The victim saw it differently, says the judge. “Sir says: ‘Suddenly she was at my door again’. After you called him 36 times that day. He was shocked, didn’t know what to do. Then he did talk to you.” The man filed a report.

On February 24, Farida was arrested after coming back to his house.

Since that day it has been “over and out,” she says. “This person is a black page in my life. He does not exist for me.” She believes that he “went too far” by filing a complaint against her. “When he was chasing me, he was also sending 53 chats a day.”

But now she swears with “her hand on the Bible” that she will never contact him again.

The officer “doesn’t buy anything for that,” he says. “This is not my first stalking case.” He is “very skeptical” but gives Farida “the benefit of the doubt” by sitting at the bottom of the directive, demanding 60 hours of community service, minus two days she was already in prison, and a contact ban. “As far as I’m concerned, every time you contact him, you’re going to jail for five days.”

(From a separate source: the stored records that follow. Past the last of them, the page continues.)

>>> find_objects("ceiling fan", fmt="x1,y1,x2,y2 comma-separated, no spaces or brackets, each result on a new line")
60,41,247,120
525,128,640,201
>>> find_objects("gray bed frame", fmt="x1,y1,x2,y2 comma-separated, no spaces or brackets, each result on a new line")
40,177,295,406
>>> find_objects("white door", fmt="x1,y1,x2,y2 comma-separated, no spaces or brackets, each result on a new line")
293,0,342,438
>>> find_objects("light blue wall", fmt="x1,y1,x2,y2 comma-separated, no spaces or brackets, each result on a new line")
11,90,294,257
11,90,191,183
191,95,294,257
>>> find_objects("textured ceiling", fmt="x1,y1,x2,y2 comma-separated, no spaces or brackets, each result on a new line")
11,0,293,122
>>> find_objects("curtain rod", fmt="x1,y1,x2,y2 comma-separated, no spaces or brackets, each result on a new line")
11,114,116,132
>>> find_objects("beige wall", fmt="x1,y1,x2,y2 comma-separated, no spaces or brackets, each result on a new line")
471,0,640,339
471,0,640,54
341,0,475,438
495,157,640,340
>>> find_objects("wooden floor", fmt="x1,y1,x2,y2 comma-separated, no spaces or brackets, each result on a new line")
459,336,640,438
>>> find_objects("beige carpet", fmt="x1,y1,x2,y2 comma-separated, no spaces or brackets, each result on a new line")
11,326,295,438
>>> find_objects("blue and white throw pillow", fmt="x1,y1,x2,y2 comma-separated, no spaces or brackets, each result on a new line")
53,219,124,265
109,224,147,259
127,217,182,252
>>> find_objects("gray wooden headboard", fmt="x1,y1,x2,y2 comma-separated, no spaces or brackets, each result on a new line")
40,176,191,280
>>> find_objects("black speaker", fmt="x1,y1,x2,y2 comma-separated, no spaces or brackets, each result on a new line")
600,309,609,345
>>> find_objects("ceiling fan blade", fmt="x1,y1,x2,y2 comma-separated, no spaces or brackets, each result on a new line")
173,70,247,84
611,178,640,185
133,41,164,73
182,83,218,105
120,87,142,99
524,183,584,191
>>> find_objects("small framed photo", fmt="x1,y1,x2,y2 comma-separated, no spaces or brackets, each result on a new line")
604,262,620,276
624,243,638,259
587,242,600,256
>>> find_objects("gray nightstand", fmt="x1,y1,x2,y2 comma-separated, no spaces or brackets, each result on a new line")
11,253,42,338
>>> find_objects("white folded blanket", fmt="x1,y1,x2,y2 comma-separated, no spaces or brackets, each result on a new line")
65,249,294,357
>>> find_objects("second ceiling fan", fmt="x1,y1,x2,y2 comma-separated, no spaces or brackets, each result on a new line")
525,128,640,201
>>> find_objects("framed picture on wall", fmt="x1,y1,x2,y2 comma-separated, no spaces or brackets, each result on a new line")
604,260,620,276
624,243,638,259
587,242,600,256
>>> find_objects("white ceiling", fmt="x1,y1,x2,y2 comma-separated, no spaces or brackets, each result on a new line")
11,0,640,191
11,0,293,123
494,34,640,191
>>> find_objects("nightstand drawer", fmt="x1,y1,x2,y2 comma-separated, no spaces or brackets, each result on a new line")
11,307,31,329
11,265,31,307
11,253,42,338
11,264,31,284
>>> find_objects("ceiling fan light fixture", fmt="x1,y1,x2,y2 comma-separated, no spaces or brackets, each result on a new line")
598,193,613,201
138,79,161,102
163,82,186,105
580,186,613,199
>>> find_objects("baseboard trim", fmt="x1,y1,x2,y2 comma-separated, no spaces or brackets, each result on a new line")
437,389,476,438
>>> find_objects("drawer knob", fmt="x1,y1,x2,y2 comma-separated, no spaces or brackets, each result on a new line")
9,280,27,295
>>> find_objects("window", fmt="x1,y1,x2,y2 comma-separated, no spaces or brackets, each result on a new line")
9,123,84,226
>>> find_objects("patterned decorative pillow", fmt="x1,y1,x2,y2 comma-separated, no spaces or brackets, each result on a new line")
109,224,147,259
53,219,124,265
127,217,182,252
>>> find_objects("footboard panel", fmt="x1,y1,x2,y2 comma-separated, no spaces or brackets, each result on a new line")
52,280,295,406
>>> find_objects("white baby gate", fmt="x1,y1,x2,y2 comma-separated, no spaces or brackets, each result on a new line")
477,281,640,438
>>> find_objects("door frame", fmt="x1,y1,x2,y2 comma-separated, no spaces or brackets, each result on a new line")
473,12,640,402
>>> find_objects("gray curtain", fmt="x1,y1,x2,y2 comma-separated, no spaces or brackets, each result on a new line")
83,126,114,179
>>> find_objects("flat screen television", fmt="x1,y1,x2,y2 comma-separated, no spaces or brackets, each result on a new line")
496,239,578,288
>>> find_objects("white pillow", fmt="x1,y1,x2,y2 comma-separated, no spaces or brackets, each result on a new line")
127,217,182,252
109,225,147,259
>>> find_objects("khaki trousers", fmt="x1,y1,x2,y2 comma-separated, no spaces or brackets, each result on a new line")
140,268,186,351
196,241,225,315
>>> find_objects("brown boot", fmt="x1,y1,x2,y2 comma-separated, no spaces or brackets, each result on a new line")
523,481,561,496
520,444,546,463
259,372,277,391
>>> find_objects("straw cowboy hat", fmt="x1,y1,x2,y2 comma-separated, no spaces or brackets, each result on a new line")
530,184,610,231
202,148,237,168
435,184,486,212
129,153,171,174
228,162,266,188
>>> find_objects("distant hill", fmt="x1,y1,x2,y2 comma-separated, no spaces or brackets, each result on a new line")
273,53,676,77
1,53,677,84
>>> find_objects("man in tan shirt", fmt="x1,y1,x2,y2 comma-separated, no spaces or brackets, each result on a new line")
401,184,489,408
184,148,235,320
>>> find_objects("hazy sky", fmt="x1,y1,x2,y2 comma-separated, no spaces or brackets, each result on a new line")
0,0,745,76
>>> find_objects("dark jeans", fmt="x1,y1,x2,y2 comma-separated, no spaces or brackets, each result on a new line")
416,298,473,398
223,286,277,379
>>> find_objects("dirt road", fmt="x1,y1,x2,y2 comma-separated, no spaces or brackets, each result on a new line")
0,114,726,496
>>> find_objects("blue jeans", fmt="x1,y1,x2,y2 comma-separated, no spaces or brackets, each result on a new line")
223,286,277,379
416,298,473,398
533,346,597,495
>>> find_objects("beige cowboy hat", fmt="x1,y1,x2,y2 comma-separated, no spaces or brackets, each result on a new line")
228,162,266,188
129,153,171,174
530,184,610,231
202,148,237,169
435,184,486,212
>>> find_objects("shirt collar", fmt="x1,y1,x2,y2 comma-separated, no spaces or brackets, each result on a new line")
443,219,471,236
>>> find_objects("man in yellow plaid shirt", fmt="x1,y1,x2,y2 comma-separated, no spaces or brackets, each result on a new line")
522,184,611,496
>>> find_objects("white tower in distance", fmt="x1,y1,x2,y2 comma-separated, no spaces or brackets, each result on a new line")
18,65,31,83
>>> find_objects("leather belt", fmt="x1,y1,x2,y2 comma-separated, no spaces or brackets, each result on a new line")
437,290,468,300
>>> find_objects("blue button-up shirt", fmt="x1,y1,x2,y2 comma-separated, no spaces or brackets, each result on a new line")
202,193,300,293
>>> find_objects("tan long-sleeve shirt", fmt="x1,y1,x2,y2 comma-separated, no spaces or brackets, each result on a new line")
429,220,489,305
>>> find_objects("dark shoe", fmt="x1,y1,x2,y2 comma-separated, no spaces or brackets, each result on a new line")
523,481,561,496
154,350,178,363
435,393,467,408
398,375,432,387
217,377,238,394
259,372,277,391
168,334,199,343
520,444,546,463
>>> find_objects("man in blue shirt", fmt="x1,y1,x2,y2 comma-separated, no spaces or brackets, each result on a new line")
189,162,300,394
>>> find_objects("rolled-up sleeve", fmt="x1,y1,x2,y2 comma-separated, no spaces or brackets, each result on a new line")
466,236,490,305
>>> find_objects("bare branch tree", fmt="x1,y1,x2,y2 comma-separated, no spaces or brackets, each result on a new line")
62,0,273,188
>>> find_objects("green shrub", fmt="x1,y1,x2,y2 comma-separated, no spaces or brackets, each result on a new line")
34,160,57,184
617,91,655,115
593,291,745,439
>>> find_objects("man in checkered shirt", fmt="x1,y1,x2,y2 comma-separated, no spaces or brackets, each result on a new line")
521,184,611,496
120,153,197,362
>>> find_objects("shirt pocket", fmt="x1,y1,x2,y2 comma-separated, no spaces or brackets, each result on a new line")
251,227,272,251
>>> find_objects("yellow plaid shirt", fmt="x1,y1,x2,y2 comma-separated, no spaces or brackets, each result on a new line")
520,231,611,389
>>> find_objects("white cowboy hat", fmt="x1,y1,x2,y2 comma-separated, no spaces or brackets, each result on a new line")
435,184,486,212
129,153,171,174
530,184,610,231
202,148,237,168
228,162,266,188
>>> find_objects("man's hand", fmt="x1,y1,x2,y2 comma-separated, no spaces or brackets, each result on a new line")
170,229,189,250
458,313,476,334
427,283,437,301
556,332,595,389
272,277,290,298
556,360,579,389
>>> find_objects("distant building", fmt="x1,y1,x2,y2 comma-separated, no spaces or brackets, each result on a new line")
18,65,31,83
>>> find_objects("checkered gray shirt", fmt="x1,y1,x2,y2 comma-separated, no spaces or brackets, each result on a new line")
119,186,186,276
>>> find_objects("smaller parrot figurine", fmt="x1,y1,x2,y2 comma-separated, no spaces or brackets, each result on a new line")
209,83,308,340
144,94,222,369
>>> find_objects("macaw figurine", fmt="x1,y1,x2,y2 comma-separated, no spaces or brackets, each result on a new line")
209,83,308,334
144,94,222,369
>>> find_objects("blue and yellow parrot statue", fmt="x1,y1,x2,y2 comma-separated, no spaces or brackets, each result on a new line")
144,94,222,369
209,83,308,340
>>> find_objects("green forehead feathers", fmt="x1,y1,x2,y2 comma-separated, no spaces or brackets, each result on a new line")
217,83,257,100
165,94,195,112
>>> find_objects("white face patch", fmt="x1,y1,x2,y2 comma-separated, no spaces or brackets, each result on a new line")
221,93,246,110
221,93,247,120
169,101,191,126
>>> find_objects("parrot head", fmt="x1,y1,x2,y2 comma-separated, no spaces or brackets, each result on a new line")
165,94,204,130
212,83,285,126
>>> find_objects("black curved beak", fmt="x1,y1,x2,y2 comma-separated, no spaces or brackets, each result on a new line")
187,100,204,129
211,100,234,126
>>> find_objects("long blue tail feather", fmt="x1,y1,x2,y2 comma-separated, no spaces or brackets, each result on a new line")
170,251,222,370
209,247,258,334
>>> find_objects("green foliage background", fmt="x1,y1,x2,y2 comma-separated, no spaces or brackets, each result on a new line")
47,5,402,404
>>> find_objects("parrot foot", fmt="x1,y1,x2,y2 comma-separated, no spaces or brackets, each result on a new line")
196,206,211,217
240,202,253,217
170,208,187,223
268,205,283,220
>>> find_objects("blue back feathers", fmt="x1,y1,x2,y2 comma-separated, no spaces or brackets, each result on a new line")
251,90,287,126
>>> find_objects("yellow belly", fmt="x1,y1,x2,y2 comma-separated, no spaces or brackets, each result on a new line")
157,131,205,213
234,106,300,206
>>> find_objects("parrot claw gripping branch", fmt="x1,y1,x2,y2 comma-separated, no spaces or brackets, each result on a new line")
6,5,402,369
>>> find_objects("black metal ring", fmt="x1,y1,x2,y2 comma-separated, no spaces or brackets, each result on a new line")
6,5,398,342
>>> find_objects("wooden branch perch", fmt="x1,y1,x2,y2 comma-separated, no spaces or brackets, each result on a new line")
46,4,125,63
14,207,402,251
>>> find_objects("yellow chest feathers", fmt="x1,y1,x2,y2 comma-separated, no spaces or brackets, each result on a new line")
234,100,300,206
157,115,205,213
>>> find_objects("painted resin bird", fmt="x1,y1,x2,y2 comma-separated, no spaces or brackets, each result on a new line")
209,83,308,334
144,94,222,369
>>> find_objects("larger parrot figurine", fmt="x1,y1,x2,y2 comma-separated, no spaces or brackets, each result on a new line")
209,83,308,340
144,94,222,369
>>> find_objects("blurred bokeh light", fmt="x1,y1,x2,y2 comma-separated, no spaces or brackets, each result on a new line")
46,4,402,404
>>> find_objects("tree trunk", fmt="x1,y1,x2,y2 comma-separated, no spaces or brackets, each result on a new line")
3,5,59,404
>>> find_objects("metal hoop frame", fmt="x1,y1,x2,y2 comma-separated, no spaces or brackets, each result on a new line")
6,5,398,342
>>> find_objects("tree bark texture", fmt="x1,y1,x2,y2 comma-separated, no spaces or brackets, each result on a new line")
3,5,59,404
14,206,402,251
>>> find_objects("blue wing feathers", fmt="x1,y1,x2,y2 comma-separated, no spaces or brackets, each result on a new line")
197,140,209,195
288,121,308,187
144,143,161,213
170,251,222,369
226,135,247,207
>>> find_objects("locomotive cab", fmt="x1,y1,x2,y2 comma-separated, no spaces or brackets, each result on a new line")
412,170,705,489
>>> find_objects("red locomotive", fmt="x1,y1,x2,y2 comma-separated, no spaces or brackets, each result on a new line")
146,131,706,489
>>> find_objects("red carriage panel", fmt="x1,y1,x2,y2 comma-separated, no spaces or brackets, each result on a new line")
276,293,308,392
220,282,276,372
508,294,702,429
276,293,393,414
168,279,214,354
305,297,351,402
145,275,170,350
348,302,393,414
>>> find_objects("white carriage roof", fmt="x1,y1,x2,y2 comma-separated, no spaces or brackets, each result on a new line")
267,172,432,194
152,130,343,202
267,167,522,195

The judge convicts Farida of stalking and follows the officer’s demand. The contact ban takes effect immediately. “I do that because after the stop meeting with the local police officer, you continued the same day.”

Farida has another question. Can she go back to Zumba class?

“You can go to Zumba. But if you see him walking, you must walk the other way. If something happens, it’s your fault.”

“I stay as far away from him as possible.”